During and after his studies, Fiocco traveled extensively throughout Austria, Switzerland, and Germany. Because of his travels, as early as 1909 Fiocco was familiar with impressionist works, particularly those owned by collector Marcell Nemes in Munich. He also met art historians and critics Hugo von Tschudi and Julius Meier-Graefe in Munich. In 1918 he won the competition for an internship at the superintendency of the Gallerie dell'Accademia in Venice, where he stayed until 1925, when he was transferred to the superintendency of the Galleria dell'Accademia in Florence. In 1926 he became Chair of Art History at the University of Pisa, but moved to the University of Florence later that year. In 1929 the Faculty of Literature at the University of Padua hired him to establish a Chair of Art History there; he taught at Padua until the 1955–1956 school year.

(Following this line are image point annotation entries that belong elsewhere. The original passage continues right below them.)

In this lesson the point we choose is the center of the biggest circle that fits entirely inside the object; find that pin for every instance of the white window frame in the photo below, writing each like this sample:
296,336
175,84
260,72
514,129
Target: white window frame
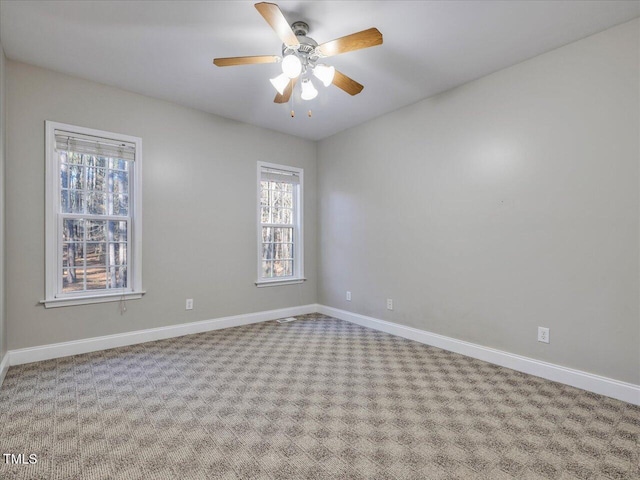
53,225
298,229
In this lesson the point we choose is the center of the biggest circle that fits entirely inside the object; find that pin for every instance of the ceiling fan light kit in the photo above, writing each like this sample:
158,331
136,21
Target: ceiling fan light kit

With the rise of Fascism in Italy, Fiocco tried to remain in the new authorities' good graces. However, he was known for his "proverbial salacious and polemical character," and was arrested in 1944 on suspicion of having spoken out against the Italian Social Republic.

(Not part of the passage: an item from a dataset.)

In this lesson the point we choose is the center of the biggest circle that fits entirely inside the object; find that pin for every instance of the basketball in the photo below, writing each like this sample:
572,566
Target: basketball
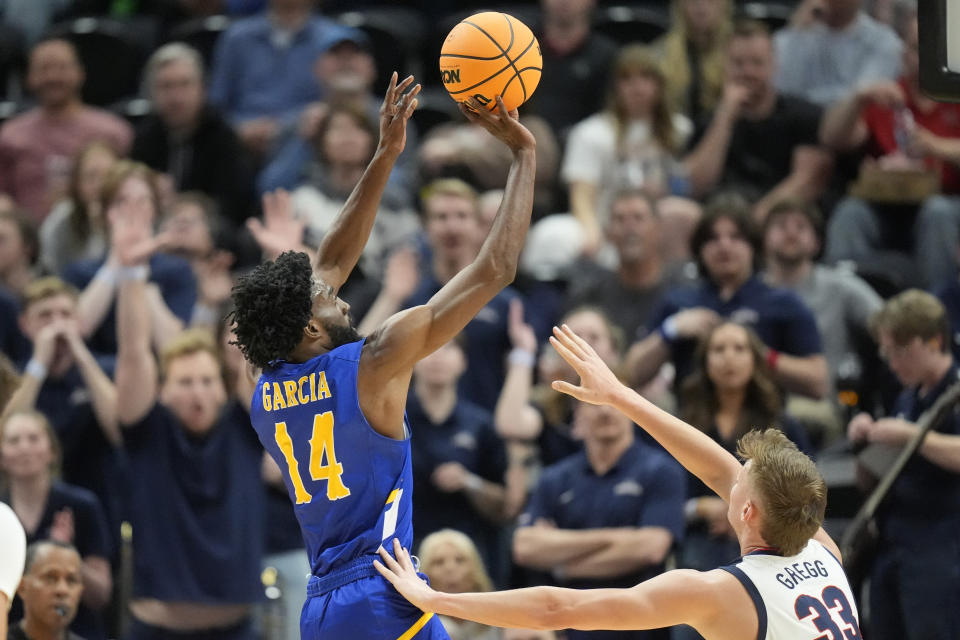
490,54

In 1947 the steering committee of the magazine Arte Veneta chose Fiocco as its chair. Subsequently, he was accepted into the Accademia dei Lincei, the Accademia di San Luca, and numerous other Italian academies. In 1954 Fiocco was appointed as the first director of the Institute of Art History of the Giorgio Cini Foundation in Venice, serving in that position until his death. Under his leadership the institute became a major center for research into Venetian art by publishing catalogues of the collections of the Fondazione Querini Stampalia and the civic or city museums of Belluno, Treviso, and Vicenza; funding scholarships and exhibitions; and establishing a library and photo library at its headquarters on San Giorgio Maggiore. Fiocco's own research and writings focus on Venetian and Florentine art, artists, and patrons, with a special interest in Luigi Cornaro, Andrea Mantegna, Palla Strozzi, and Paolo Veronese. As a result of his work, he rediscovered the artists Francesco Vecellio, Pietro Marescalchi, and Il Pordenone, among others.

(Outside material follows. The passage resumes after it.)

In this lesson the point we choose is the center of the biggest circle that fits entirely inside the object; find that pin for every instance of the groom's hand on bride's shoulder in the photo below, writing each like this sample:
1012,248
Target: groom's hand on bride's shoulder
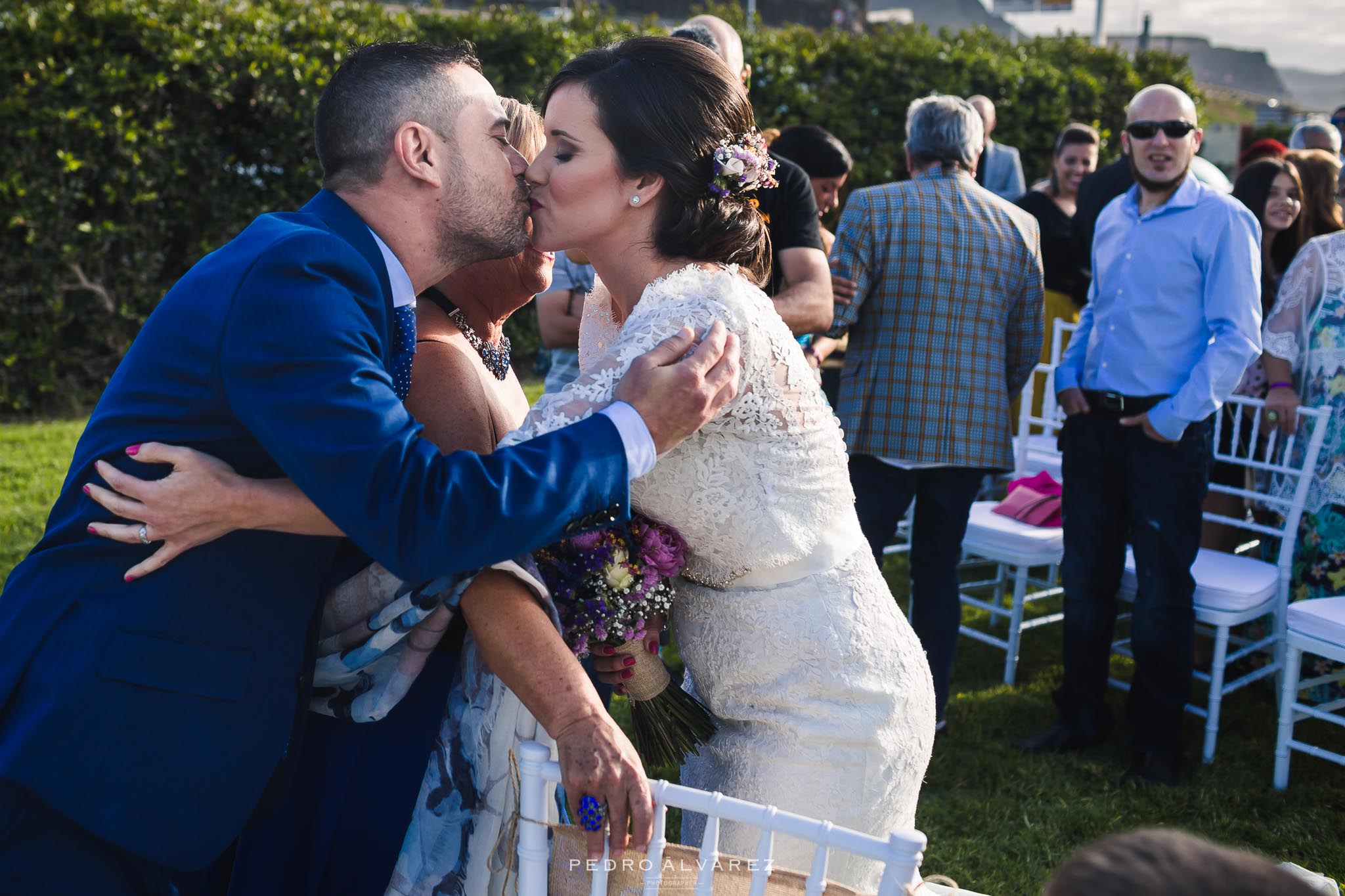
677,395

Fiocco died on 5 October 1971 at his home in Padua.

==Published works==
This list of Fiocco's published works is not yet exhaustive.

- Giovanni Giocondo Veronese, Verona, G. Franchini, 1916.
- Francesco Guardi, second edition, Florence, L. Battistelli, 1923.
- L'arte di Andrea Mantegna, Bologna, Apollo, 1927.
- Paolo Veronese 1528-1588, Bologna, Casa Editrice Apollo, 1928.
- La pittura veneziana del Seicento e Settecento, Verona, Apollo, 1929.
- Carpaccio, Roma, Casa edit. d'arte Valori Plastici, 1930.
- Appunti delle lezioni di storia dell'arte medievale-moderna, Padua, Gruppo universitario fascista, 1936.
- Giorgione, Bergamo, Istituto Italiano d'Arti Grafiche, 1941.
- La pittura toscana del Quattrocento, Novara, De Agostini, 1941.
- Giovanni Antonio Pordenone, second edition, Padova, Le Tre Venezie, 1943.
- Giambattista Crosato, second edition, Padua, Le Tre Venezie, 1944.
- Francesco Guardi : l'Angelo Raffaele, Turin, Edizioni Radio Italiana, 1958.